Digging deeper, visitors find the whole PMA collection is free for their browsing. And the best part is that the collection has been digital, and free to view this way, for years.

In 2017, the PMA underwent a period known as “Your Museum Reimagined.” During early 2017, the PMA closed to remodel its spaces. It shuffled the galleries, added more space for art and improved the PMA Store. Around this time the museum also printed a book of highlights from its collection. The other major part of this work was bringing the collection online. The collection was brought online to prepare for the events of 2017. Thanks to these efforts, the collection has been accessible online since 2016.

This digital collection is a point of pride for the PMA. Robin Richardson, a painter and resident of Portland, is one of many people who appreciate this digital collection. “There’s a generosity in having the whole collection available. It’s great.”

Finding the collection online is easy. Visitors first go to the museum’s website, PortlandMusuem.org. Then, they select “Things to See” from the menu in the upper right corner. Then they select “Collections” from the drop-down menu. This brings users to the collections’ homepage. Users find it directly at Collections.PortlandMuseum.org.

Once on the collections’ homepage, visitors learn that, “It would take nearly 10 years of constant gallery rotations to see everything in the museum…” And that the collection has “…over 18,000 artworks, ranging from Andy Warhol and Winslow Homer to Louise Nevelson and Claude Monet.”

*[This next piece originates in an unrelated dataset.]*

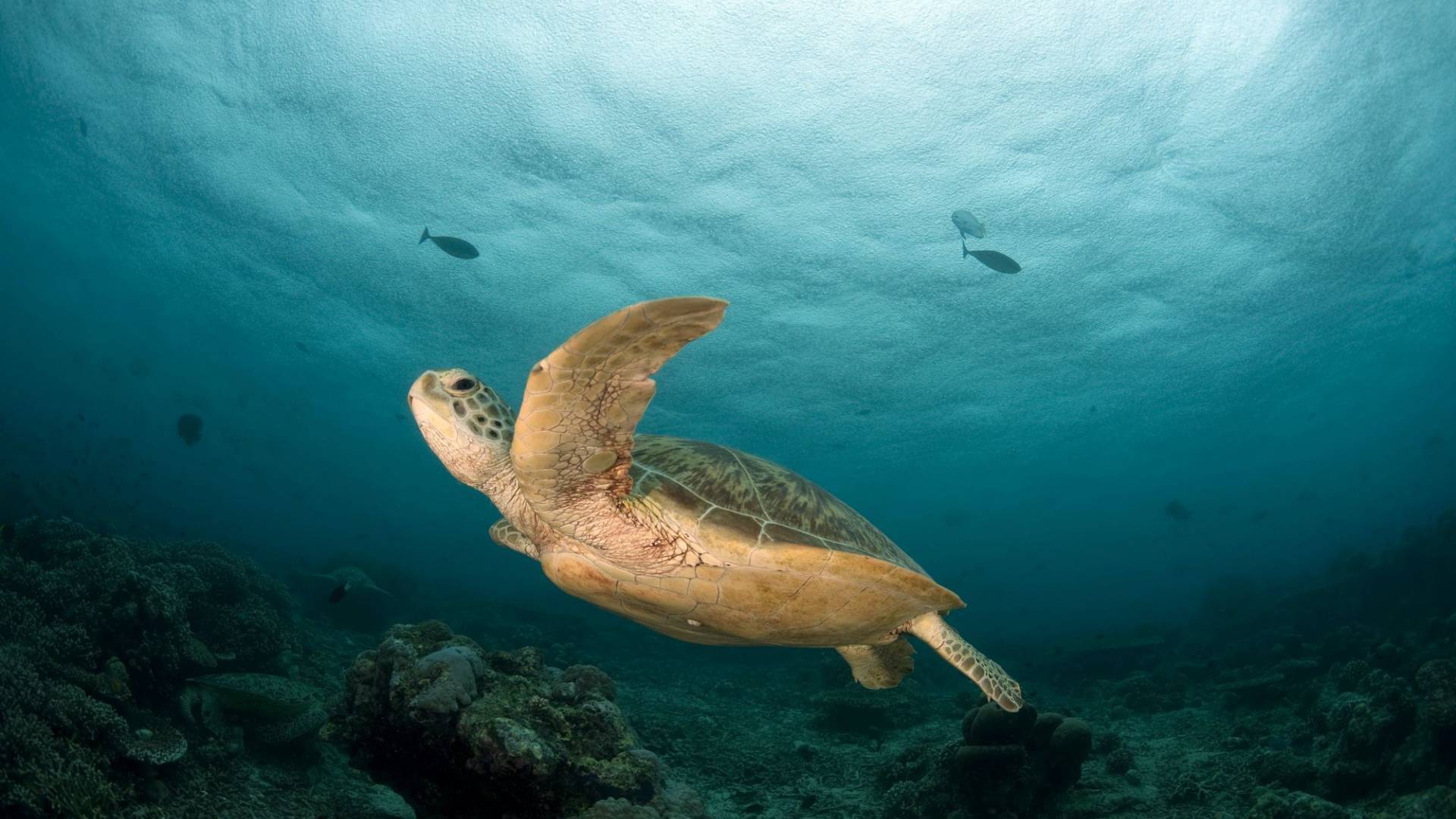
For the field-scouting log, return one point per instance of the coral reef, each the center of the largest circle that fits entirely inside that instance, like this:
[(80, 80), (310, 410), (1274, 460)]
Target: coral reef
[(466, 732), (99, 635), (1015, 764)]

Visitors to the online collection can view groups of artworks. Some of the groups include new art, highlights or art on view. If selecting one of these galleries doesn’t satisfy, visitors can also search the entire 18,000 piece collection.

Robin Richardson enjoys this search function. She says, “I like that I can search by artist. It’s how I learned that the PMA has art from one of my favorite artists, Helen Frankenthaler.” This function allows users to search by artist, medium, period or title. Browsing this way provides countless options for visitors to curate their own art exhibition from the comfort of their own home.

The current state of social distancing and mandatory isolation gives an uncertain feeling that touches every part of society. But in this time, the PMA’s online collection is a beacon of peace and a welcome break from these trying times.